There are 24 types of keys that you want to distinguish, but not all 24 types have completely different characteristics. For each key, there is only one key with similar characteristics (specifically, the same key signature and similar notes and chords used). This is called parallel key. For example, the parallel key of C (C major) is Am (A minor). There is always a correspondence between major and minor. Let's actually look at the chord notation.
How about that? The code used is pretty similar, isn't it? Of the 24 types of keys, there are 12 such key combinations.
Based on the above, the judgment is made as follows.
It's hard to understand, so if you give an example
The image is that the discrimination is divided into two parts like this.
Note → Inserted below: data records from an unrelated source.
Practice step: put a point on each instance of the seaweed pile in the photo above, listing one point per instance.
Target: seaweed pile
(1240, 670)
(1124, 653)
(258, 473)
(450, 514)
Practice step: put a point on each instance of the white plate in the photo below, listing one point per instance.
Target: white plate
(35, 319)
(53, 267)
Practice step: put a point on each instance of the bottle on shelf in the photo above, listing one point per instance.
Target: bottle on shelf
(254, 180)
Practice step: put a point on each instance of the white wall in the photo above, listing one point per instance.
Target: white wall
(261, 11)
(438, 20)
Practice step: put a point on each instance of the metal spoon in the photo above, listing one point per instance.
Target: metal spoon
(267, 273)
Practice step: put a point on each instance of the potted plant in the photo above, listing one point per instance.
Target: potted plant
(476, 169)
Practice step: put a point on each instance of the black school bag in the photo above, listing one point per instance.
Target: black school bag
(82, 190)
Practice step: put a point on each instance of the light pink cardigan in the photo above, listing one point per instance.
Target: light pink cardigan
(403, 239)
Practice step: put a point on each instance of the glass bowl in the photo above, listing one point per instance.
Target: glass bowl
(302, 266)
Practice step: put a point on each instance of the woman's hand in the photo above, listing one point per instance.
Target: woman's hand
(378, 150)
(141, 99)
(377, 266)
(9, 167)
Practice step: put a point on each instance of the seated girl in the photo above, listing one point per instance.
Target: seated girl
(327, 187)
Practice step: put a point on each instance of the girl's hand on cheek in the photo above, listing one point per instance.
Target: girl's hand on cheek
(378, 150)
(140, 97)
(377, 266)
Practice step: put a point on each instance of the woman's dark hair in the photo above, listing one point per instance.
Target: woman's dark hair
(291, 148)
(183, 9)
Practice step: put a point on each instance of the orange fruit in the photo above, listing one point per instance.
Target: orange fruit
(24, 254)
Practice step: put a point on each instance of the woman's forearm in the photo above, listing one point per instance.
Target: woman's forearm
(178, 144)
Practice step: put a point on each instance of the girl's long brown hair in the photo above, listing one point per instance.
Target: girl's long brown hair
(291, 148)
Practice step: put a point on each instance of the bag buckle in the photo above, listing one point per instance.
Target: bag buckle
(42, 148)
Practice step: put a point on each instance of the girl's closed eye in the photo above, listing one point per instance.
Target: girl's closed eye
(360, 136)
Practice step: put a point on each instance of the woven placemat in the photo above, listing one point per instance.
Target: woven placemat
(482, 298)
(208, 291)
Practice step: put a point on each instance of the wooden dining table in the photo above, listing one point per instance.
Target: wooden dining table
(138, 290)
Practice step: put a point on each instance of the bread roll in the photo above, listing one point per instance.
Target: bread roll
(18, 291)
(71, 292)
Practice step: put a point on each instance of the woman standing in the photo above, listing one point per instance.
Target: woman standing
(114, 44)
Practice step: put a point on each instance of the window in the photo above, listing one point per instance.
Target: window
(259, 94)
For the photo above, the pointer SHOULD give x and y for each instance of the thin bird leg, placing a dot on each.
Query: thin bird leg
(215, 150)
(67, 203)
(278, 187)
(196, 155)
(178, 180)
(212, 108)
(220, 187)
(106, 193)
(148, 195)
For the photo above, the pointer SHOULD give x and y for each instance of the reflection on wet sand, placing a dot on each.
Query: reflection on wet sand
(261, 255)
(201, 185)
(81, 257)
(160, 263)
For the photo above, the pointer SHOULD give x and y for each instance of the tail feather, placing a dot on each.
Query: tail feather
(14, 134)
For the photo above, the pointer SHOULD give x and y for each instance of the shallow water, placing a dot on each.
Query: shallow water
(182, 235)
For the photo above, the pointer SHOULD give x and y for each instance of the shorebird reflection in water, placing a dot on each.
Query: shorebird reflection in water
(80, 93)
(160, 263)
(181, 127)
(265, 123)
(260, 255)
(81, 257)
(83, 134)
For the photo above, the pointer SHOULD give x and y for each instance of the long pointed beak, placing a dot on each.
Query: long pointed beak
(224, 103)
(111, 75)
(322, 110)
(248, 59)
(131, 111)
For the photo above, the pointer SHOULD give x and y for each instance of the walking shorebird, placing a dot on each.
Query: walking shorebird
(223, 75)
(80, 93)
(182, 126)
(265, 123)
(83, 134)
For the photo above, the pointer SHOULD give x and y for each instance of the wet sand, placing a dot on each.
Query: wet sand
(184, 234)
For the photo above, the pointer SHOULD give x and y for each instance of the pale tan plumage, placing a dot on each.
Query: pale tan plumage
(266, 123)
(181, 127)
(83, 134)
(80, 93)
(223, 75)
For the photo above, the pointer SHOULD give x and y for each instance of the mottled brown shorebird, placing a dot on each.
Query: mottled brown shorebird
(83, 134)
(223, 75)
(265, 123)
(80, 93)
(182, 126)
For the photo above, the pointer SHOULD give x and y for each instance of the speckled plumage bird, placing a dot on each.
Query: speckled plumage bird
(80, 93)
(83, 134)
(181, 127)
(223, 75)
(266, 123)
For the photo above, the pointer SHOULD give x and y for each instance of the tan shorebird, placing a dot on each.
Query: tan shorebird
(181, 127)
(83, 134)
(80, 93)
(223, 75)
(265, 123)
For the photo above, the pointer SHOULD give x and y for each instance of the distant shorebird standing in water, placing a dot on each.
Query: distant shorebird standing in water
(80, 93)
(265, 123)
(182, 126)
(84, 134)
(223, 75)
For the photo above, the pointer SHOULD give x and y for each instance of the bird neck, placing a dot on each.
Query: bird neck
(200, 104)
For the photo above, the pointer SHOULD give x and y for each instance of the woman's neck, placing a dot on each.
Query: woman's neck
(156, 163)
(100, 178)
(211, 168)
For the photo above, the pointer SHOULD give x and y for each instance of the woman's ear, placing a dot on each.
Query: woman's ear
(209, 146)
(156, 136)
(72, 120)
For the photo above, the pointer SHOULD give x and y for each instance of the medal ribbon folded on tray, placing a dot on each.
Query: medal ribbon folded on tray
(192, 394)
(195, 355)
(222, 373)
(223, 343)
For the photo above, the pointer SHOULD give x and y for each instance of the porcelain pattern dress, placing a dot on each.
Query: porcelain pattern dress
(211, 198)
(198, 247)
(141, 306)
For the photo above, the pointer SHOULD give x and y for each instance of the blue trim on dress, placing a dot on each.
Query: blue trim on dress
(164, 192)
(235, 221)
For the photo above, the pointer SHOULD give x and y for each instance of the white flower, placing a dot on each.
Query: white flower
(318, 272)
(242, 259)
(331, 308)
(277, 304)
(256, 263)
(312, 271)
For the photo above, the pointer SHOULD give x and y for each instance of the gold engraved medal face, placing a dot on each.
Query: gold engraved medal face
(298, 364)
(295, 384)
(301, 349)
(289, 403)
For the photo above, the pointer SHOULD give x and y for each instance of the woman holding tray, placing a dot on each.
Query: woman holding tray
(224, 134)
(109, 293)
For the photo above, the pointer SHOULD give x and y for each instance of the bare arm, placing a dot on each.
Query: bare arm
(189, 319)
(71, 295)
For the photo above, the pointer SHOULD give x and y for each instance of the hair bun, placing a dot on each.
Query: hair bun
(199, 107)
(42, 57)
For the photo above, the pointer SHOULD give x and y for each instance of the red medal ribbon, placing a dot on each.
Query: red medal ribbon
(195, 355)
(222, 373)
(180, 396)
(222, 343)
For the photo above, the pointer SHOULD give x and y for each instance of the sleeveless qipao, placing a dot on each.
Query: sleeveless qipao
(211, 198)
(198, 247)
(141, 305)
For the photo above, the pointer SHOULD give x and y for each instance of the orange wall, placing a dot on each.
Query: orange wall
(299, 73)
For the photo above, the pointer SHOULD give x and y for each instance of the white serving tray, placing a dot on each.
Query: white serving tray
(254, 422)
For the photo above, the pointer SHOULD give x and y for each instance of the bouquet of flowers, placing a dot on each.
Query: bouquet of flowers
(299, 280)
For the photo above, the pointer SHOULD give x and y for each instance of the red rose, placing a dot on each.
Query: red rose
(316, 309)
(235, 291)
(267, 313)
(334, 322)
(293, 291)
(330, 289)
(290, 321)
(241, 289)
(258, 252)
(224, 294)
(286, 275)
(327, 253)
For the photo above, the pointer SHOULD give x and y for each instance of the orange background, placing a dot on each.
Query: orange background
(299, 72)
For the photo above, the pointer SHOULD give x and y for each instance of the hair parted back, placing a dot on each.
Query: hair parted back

Both models use LightGBM.
model_1 = lgbm.LGBMClassifier(class_weight='balanced') model_2 = lgbm.LGBMClassifier(class_weight='balanced') key_answer = df['key'] diatonic_answer = df['diatonic_type'] type_answer = df['key_type'] X = df[num_cols] y1 = df['diatonic_type_int'] for seed in [1, 4, 9, 16, 25]: #12 class classification (parallel key classification) X_train, X_test, y1_train, y1_test = train_test_split(X, y1, random_state=seed) model_1.fit(X_train, y1_train) y1_pred = model_1.predict(X_test) #String ([email protected]_return to minor) y1_pred_str = le_d.inverse_transform(y1_pred) #Binary classification with the same data (major or minor) train_index = y1_train.index test_index = y1_test.index y2_train = type_answer[train_index] y2_test = type_answer[test_index] model_2.fit(X_train, y2_train) y2_pred = model_2.predict(X_test) #Integrate the results of 12-class classification and binary classification y_pred =  for y1_, y2_ in zip(y1_pred_str, y2_pred): if y2_ == 1: ans = y1_.split('@') else: ans = y1_.split('@') y_pred.append(ans) y_test = key_answer[test_index]
5 times average Correct answer rate: 0.839 Macro recall: 0.826 Macro F1 score: 0.812
fp data Correct answer rate: 0.867
|Key||Correct answer rate (recall rate)|
The result of the 5-time average is a little lower than the result of LightGBM with 24 classifications. The prediction accuracy of the first stage (12 class classifications summarized in parallel key) was good at about 93%, but the overall correct answer rate has decreased in the second stage major or minor. As for fp data, misclassification of parallel tones accounted for most of the data. However, there were some songs that I didn't make a lot of mistakes in the 24 class classification.
I tried various things, but the result was that it was better to predict it as a 24-class classification obediently with LightGBM. After all LightGBM is amazing. It's not just accuracy that LightGBM is great. ** Learning speed is fast without any hurdles **. Therefore, I think it is a big advantage that the number of trials can be increased compared to other models such as parameter adjustment.
It's not that methods other than LightGBM are bad. For example, in Rule Base 1, the correct answer rate in minor is high, and it was found that the mode code is useful for classifying minor. Rule Base 2 confirmed the validity of my hypothesis. In logistic regression, it was found that the variation in the correct answer rate for each class was small. There is still room for parameter adjustment on support vector machines, so the correct answer rate may increase depending on the adjustment. The last two-step prediction with a different problem design may give good results depending on the model and parameters.
So, at present, I'm going to use LightGBM, which can easily produce high accuracy, but I'll take time to adjust the parameters. At that time, I will write the article again. It was a childish sentence, but thank you for reading it.